The dolphins that live in the Adelaide Port River are wild and free and have chosen to call the Port River their home. Dolphins are very social, intelligent, playful creatures. It is fascinating watching the different ways they interact with one another.
The dolphins that live in Port River are wild Indo-Pacific bottlenose dolphins (Tursiops aduncus). They are wild and free and have chosen to call the Port River their home. The Port River is part of the Adelaide dolphin Sanctuary.
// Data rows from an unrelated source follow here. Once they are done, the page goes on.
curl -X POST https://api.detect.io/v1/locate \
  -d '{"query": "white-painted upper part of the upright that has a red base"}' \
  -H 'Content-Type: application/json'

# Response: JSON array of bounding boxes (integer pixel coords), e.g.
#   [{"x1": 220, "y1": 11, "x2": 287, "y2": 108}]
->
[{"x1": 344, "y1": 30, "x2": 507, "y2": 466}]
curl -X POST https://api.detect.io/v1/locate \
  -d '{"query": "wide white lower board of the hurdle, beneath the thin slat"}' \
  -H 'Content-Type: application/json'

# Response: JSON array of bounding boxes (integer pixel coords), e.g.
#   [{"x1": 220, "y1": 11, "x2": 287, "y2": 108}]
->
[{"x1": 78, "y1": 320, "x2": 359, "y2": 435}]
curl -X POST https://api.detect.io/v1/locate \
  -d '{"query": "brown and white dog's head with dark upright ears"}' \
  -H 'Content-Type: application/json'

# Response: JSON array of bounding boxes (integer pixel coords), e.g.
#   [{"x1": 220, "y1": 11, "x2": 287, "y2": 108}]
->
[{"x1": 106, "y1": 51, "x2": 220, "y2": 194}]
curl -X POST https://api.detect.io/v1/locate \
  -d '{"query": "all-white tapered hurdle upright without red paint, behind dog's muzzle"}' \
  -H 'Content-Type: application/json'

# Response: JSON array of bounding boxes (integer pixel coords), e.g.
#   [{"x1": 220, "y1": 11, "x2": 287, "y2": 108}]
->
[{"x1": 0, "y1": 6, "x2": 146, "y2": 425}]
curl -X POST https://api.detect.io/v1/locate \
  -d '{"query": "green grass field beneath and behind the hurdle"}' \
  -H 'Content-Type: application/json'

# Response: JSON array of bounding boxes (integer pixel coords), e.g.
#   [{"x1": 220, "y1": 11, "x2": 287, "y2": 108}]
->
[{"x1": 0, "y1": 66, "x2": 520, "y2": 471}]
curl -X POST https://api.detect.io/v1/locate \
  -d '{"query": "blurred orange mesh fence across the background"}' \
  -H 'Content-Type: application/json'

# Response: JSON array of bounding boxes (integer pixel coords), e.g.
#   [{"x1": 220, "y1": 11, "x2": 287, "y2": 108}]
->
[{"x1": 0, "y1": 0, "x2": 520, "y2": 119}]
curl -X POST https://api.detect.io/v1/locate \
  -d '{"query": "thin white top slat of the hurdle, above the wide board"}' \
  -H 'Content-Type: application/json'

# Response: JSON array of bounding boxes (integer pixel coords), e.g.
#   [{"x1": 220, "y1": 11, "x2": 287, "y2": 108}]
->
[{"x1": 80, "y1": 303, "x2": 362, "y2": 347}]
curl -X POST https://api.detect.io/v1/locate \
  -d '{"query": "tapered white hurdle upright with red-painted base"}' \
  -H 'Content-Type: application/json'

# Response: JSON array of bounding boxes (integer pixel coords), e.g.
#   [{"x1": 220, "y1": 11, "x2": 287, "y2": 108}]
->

Dolphins are very social, intelligent, playful creatures. It is fascinating watching their different behaviours and the different ways they interact with one another.
There are many behaviours that we observe from our wonderful dolphin friends.
Logging – When dolphins are sleeping they rest on the surface of the water. This is called logging because they look like a log floating in the water. It is important that people on the water do not approach and harass dolphins when they are resting. Dolphins need about 8 hrs sleep per day.
Travelling – Dolphins can travel of speeds of up to 35Km per hour if they want to but generally we see them travelling slowly and surfacing regularly. Even when dolphins are travelling we see them interacting with one another, often they will swim side by side and will surface together.
Spy hopping – Spy hopping is where a dolphin lifts it head out of the water. This is often done when playing around with other dolphins. Spy hopping enables dolphins to look around and see what is happening above the surface of the water.
Tail Slapping – There are several possible reasons for tail slapping. I have observed mother dolphin’s tail slapping near and even on top of their calves. I believe this could be the mother’s way of reprimanding her calf. Other reasons dolphins may tail slap include, anger, frustration and it is also thought to be away in which they communicate as well.